Beginning in 2014, the system changes. The law requires each state to establish a health insurance exchange -- a marketplace where individuals, the self-employed and small business can buy health insurance coverage. The government-regulated exchanges would offer insurance policies with different levels of coverage and price tags. Small firms that sign up with one of the health exchanges to be created can receive a credit of up to 50% of their costs -- with the same phaseouts for average income and size as the earlier program. The credit disappears after 2015.
3. A requirement that businesses include the value of the health care benefits they provide to employees on W-2s. Although this was originally required beginning with W-2s for 2011 - those issued early in 2012 - in October, a one-year delay was announced. Employers may voluntarily report the value of health benefits they provide on 2011
W-2s, but this will not be mandatory until the 2012 forms. The amount reported is not considered taxable income.
4. Elimination of a deduction employers now take for providing Medicare Part D prescription drug coverage to their retirees to the extent that the federal government subsidizes the coverage. This will not take effect until 2013.
5. Doubling the penalty for nonqualified distributions from health savings accounts, to 20%, beginning in 2011.
6. A limit on the amount that employees can contribute to health care flexible spending accounts to $2,500 a year, but the cap won't take effect until 2013. This was previously left to the employer's discretion, with many firms choosing a limit of $4,000 to $5,000 or so.
7. A ban on using funds from flexible spending accounts, health reimbursement arrangements or health savings accounts for the cost of over-the-counter medications, starting in 2011.
8. Starting in 2013, a 0.9% Medicare surtax will apply to wages in excess of $200,000 for single taxpayers and over $250,000 for married couples. Also, for the first time ever, a Medicare tax will apply to investment income of high earners. The 3.8% levy will hit the lesser of (1) their uneamed income or (2) the amount by which their adjusted gross income exceeds the $200,000 or $250,000 threshold amounts. The new law defines unearned income as interest, diviends, capital gains, annuities, royalties, and rents. Tax-exempt interest won't be included, nor will income from retirement accounts.
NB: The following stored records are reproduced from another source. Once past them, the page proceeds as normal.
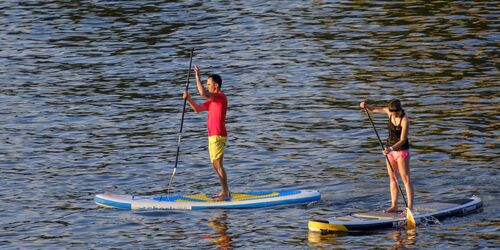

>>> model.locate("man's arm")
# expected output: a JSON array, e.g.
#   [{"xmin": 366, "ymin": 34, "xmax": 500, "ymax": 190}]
[
  {"xmin": 182, "ymin": 91, "xmax": 205, "ymax": 113},
  {"xmin": 194, "ymin": 65, "xmax": 210, "ymax": 99}
]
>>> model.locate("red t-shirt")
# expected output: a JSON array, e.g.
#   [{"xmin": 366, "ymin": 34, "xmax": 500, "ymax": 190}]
[{"xmin": 203, "ymin": 92, "xmax": 227, "ymax": 136}]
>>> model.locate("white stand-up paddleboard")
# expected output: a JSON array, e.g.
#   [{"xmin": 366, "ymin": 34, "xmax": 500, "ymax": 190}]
[
  {"xmin": 94, "ymin": 190, "xmax": 321, "ymax": 210},
  {"xmin": 308, "ymin": 196, "xmax": 483, "ymax": 233}
]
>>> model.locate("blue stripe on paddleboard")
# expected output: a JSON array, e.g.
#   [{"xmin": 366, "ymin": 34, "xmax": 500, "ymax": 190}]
[{"xmin": 94, "ymin": 196, "xmax": 132, "ymax": 209}]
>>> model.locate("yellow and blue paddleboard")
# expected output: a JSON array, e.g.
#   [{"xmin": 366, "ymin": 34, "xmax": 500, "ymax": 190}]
[{"xmin": 94, "ymin": 190, "xmax": 321, "ymax": 210}]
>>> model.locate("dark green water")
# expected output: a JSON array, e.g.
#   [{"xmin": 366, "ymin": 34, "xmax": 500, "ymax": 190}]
[{"xmin": 0, "ymin": 1, "xmax": 500, "ymax": 249}]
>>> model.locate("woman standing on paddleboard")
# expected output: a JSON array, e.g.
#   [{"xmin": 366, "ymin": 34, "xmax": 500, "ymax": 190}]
[{"xmin": 359, "ymin": 99, "xmax": 413, "ymax": 213}]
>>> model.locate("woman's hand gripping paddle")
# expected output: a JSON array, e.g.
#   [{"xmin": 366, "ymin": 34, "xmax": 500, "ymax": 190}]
[
  {"xmin": 363, "ymin": 106, "xmax": 417, "ymax": 229},
  {"xmin": 167, "ymin": 48, "xmax": 194, "ymax": 194}
]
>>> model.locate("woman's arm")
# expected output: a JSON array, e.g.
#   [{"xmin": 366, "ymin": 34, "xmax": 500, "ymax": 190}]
[{"xmin": 359, "ymin": 102, "xmax": 389, "ymax": 115}]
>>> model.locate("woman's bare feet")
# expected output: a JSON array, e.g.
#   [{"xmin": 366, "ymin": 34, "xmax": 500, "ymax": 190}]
[{"xmin": 384, "ymin": 207, "xmax": 398, "ymax": 213}]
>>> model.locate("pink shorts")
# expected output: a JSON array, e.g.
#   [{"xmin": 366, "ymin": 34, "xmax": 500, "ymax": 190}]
[{"xmin": 387, "ymin": 149, "xmax": 410, "ymax": 161}]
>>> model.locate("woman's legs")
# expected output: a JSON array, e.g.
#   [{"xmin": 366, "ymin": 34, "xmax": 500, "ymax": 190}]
[
  {"xmin": 384, "ymin": 156, "xmax": 399, "ymax": 213},
  {"xmin": 398, "ymin": 155, "xmax": 413, "ymax": 210}
]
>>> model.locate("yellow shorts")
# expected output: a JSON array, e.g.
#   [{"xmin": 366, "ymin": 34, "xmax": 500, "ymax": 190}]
[{"xmin": 208, "ymin": 135, "xmax": 227, "ymax": 162}]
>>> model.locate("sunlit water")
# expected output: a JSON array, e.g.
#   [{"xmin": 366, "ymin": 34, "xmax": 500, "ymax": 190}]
[{"xmin": 0, "ymin": 1, "xmax": 500, "ymax": 249}]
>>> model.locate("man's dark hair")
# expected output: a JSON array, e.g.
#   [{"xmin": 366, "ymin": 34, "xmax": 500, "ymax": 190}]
[{"xmin": 208, "ymin": 74, "xmax": 222, "ymax": 88}]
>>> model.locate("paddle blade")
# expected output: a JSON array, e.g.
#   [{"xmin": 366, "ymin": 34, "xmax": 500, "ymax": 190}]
[{"xmin": 406, "ymin": 208, "xmax": 417, "ymax": 229}]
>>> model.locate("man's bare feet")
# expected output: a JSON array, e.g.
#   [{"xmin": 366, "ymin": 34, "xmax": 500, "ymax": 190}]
[
  {"xmin": 384, "ymin": 207, "xmax": 398, "ymax": 213},
  {"xmin": 214, "ymin": 194, "xmax": 230, "ymax": 202}
]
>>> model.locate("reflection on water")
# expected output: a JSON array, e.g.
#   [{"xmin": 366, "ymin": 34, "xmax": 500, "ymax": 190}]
[
  {"xmin": 202, "ymin": 211, "xmax": 233, "ymax": 250},
  {"xmin": 390, "ymin": 229, "xmax": 417, "ymax": 249}
]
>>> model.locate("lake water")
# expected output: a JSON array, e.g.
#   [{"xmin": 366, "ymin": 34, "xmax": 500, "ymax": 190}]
[{"xmin": 0, "ymin": 0, "xmax": 500, "ymax": 249}]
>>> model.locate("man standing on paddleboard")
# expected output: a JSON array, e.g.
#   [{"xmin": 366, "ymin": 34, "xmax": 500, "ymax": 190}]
[
  {"xmin": 359, "ymin": 99, "xmax": 413, "ymax": 213},
  {"xmin": 183, "ymin": 65, "xmax": 230, "ymax": 201}
]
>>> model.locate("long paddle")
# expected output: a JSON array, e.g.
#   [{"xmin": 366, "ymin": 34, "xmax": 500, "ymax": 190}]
[
  {"xmin": 364, "ymin": 106, "xmax": 417, "ymax": 228},
  {"xmin": 167, "ymin": 48, "xmax": 194, "ymax": 194}
]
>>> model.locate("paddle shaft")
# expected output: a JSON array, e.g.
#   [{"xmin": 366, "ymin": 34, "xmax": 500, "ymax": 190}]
[
  {"xmin": 167, "ymin": 48, "xmax": 194, "ymax": 194},
  {"xmin": 364, "ymin": 106, "xmax": 408, "ymax": 207}
]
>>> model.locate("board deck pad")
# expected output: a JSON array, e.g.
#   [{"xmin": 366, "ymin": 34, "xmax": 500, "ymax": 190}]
[
  {"xmin": 308, "ymin": 196, "xmax": 483, "ymax": 233},
  {"xmin": 94, "ymin": 190, "xmax": 321, "ymax": 210}
]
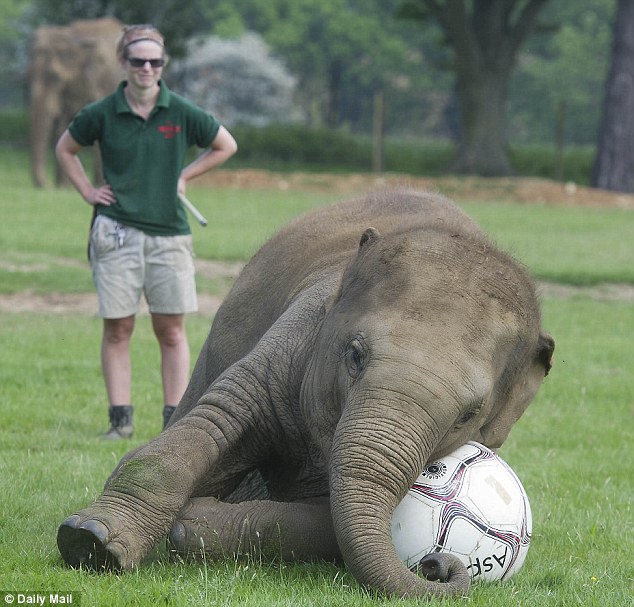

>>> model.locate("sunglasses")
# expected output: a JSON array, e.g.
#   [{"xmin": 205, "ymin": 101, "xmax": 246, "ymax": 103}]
[{"xmin": 128, "ymin": 57, "xmax": 165, "ymax": 69}]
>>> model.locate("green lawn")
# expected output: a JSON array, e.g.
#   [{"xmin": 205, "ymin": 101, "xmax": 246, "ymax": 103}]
[{"xmin": 0, "ymin": 148, "xmax": 634, "ymax": 607}]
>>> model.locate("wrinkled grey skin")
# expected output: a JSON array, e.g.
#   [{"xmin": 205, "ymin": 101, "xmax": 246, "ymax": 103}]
[{"xmin": 58, "ymin": 190, "xmax": 554, "ymax": 596}]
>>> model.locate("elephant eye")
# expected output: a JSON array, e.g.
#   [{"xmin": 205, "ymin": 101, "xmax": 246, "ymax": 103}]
[
  {"xmin": 344, "ymin": 337, "xmax": 366, "ymax": 379},
  {"xmin": 455, "ymin": 402, "xmax": 484, "ymax": 428}
]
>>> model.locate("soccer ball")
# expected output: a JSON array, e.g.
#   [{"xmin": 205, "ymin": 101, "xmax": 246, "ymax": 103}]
[{"xmin": 392, "ymin": 442, "xmax": 532, "ymax": 581}]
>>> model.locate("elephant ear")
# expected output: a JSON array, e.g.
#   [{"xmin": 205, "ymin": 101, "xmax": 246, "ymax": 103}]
[
  {"xmin": 359, "ymin": 228, "xmax": 381, "ymax": 251},
  {"xmin": 537, "ymin": 332, "xmax": 555, "ymax": 376},
  {"xmin": 332, "ymin": 228, "xmax": 382, "ymax": 304}
]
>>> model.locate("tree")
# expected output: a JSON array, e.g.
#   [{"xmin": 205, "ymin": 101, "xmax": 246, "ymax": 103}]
[
  {"xmin": 400, "ymin": 0, "xmax": 549, "ymax": 175},
  {"xmin": 33, "ymin": 0, "xmax": 207, "ymax": 56},
  {"xmin": 592, "ymin": 0, "xmax": 634, "ymax": 192}
]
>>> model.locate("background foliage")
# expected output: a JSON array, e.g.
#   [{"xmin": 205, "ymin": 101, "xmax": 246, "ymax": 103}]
[{"xmin": 0, "ymin": 0, "xmax": 615, "ymax": 145}]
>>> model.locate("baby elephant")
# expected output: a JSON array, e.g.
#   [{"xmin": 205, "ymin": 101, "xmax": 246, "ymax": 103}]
[{"xmin": 58, "ymin": 189, "xmax": 554, "ymax": 597}]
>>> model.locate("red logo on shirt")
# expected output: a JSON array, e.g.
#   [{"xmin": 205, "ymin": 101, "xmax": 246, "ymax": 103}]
[{"xmin": 158, "ymin": 122, "xmax": 181, "ymax": 139}]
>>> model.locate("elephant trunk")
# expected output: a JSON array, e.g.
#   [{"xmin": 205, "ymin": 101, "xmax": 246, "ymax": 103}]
[{"xmin": 330, "ymin": 416, "xmax": 470, "ymax": 597}]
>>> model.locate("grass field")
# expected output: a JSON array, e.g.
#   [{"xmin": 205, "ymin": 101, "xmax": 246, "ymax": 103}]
[{"xmin": 0, "ymin": 150, "xmax": 634, "ymax": 607}]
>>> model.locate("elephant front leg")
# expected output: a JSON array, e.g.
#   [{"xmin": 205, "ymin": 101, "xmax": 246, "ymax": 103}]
[
  {"xmin": 57, "ymin": 428, "xmax": 215, "ymax": 571},
  {"xmin": 169, "ymin": 498, "xmax": 341, "ymax": 561}
]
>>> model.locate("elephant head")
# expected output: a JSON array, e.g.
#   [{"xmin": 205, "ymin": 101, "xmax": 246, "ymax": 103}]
[
  {"xmin": 302, "ymin": 229, "xmax": 554, "ymax": 596},
  {"xmin": 29, "ymin": 19, "xmax": 123, "ymax": 187}
]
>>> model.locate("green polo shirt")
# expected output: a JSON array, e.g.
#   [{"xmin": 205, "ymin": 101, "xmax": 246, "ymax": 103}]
[{"xmin": 68, "ymin": 81, "xmax": 220, "ymax": 236}]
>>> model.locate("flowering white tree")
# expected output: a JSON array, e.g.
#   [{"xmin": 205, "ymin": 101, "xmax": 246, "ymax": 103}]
[{"xmin": 169, "ymin": 32, "xmax": 299, "ymax": 126}]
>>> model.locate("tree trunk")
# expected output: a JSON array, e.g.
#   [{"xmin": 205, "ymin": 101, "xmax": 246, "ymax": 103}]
[
  {"xmin": 372, "ymin": 89, "xmax": 385, "ymax": 173},
  {"xmin": 452, "ymin": 71, "xmax": 511, "ymax": 176},
  {"xmin": 412, "ymin": 0, "xmax": 549, "ymax": 176},
  {"xmin": 592, "ymin": 0, "xmax": 634, "ymax": 192}
]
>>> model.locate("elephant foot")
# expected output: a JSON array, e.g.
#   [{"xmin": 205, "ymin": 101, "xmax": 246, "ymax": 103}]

9. A hike in the 7.5% floor on itemized deductions for medical expenses to 10%, beginning in 2013. But taxpayers age 65 and over are exempt from the cutback through 2016.
10. A new 40% excise tax, beginning in 2018, on high-cost health plans, levied on the portion that exceeds $10,200 for individuals and $$27,500 for families. The provision is aimed mostly at gold-plated plans offered by employers, although it can affect individual policies.
11. A new tax on individuals who don't obtain adequate health coverage by 2014 -- this is often referred to as the individual mandate. The tax is to be phased in over three years, starting at the greater of $95, or 1% of income, in 2014, and rising to the greater of $695, or 2.5% of gross income, in 2016.
12. Providing a refundable tax credit, once the individual mandate takes effect in 2014, to help low-income folks purchase coverage. To be eligible, a person's household income must be between 100% and 400% of the federal poverty level, generally around $11,000 to $44,000 for singles and $22,000 to $88,000 for families. The credit is a sliding scale, based on income. Low-Incomers get a credit for all costs. Then, as income rises, the credit phases out.
13. A nondeductible fee charged to businesses with 50 or more employees if the firms fall to offer adequate coverage. The fee will equal $2,000 times the number of employees, though it won't count the first 30 workers in that calculation.